Many people had MLK Day off of work, and some in the Valley chose to serve others to honor the life and legacy of Dr. Martin Luther King Jr.
"It's about making it a day on, not a day off," said Richard Crews.
The African American Christian Clergy Coalition (AACCC) had churches and congregation members volunteer across the Valley, from Goodyear to Mesa.
The day looked different due to COVID. Instead of a large march and festival, the day featured masks, gloves and social distancing.
"We didn’t want to stay at home. We wanted to come and do something positive," said Dr. Warren Stewart Sr., pastor of First Institutional Baptist Church and chairperson of the AACCC.
"I wanted to do something to serve the community, so I decided to come," said congregation member Claudia Wade, who said she watched Dr. King's funeral when she was a kindergartner in Louisiana.
Dr. Stewart, Wade and others spent the mornings at the Human Services Campus in downtown Phoenix, helping provide clothes, blankets, jackets and hygiene products to men and women experiencing homelessness.
"To see people lining up for a blanket, a jacket, a shirt -- that shows you that we have not reached a place in America where everybody has the essentials. And we have got to change that," said Dr. Stewart. "America is the richest nation in the world and should not have people in poverty like this."
Dr. King's dreams have not been fully realized though.
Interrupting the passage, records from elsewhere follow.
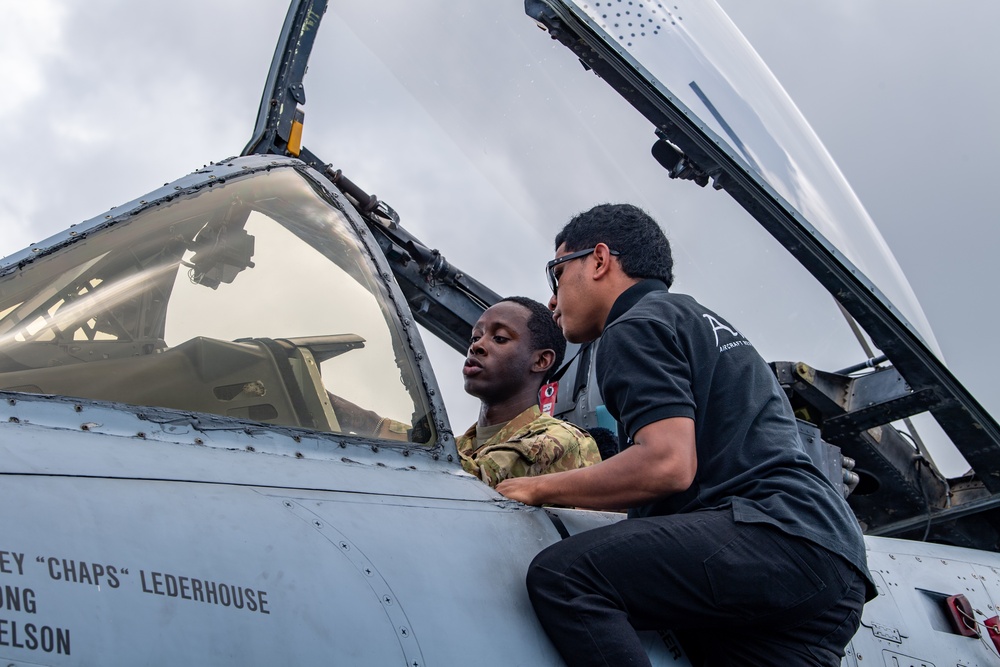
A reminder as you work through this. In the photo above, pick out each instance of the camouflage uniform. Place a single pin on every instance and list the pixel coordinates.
(530, 444)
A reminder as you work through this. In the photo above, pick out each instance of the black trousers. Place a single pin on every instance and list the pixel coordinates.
(735, 593)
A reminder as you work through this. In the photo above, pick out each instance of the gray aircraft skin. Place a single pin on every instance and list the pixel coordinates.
(223, 442)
In his 1964 Noble Peace Prize acceptance speech, he said, “There is nothing new about poverty. What is new, however, is that we have the resources to get rid of it.”
"Have we failed? Yes. We can and we need to do better," said Richard Crews, Director of Programs for the Human Services Campus."
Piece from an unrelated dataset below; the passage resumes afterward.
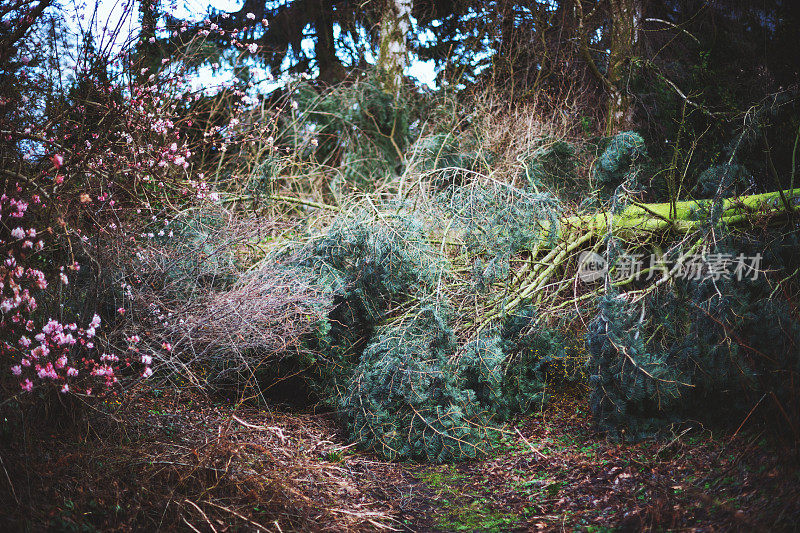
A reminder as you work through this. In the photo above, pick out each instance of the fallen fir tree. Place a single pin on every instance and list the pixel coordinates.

Poverty and homelessness still exist in every American city. Racial injustice is also still prevalent in America.
"MLK was in fact a protester. And MLK was someone that was disliked by half of the country at the time of his death," said Zarra, a leader with Black Lives Matter Phoenix Metro.
In 1963 Dr. King led the march on Washington for jobs and freedom.
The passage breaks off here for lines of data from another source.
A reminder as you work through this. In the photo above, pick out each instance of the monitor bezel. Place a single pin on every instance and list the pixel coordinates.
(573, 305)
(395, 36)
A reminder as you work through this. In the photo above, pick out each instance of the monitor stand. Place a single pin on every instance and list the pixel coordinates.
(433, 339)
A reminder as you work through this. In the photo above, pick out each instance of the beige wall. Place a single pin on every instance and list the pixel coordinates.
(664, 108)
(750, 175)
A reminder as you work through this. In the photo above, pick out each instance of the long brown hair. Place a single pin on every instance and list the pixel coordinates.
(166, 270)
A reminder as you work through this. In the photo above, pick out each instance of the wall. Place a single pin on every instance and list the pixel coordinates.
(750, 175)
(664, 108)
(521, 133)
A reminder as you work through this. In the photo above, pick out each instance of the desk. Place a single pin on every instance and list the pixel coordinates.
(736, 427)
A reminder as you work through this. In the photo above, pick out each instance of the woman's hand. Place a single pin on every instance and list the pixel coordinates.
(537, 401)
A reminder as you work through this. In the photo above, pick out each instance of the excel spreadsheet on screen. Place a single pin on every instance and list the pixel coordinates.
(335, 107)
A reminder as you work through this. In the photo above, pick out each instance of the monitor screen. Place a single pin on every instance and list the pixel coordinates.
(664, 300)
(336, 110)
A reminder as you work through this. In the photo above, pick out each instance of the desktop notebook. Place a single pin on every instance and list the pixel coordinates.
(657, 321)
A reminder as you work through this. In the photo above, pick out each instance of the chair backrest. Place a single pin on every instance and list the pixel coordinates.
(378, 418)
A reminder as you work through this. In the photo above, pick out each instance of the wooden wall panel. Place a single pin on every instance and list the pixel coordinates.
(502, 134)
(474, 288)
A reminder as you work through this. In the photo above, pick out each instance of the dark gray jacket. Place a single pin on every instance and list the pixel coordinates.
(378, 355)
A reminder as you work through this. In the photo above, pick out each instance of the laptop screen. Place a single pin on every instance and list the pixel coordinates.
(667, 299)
In 2020 Americans marched for George Floyd, Breonna Taylor, Elijah McClain, and Dion Johnson.
In the first few weeks of 2021, there have been riots and rallies where White Supremacy has been proudly flaunted by some involved.
"The moment that we are in right now, either we can heal or we will be in a situation where that won’t be an option," said Crews.
"His message was not a one-day message," said Pastor Brian Wright with the Citadel of Praise Christian Church.
"Dr. King talked about love, peace, unity, and non-violence. That’s what this nation and world needs more than ever right now," said Dr. Stewart. "Dr. King says choose chaos or community. We are choosing community."
It is community-fighting for equality year-round - by all ages, races, and backgrounds - that will honor the life of Dr. King and help his life's work become more of a reality.
"His dream doesn’t have to be a dream. It can be a reality. But we have to do the work," said Wade.
"I think Dr. King would say the fight still continues," said Pastor Wright.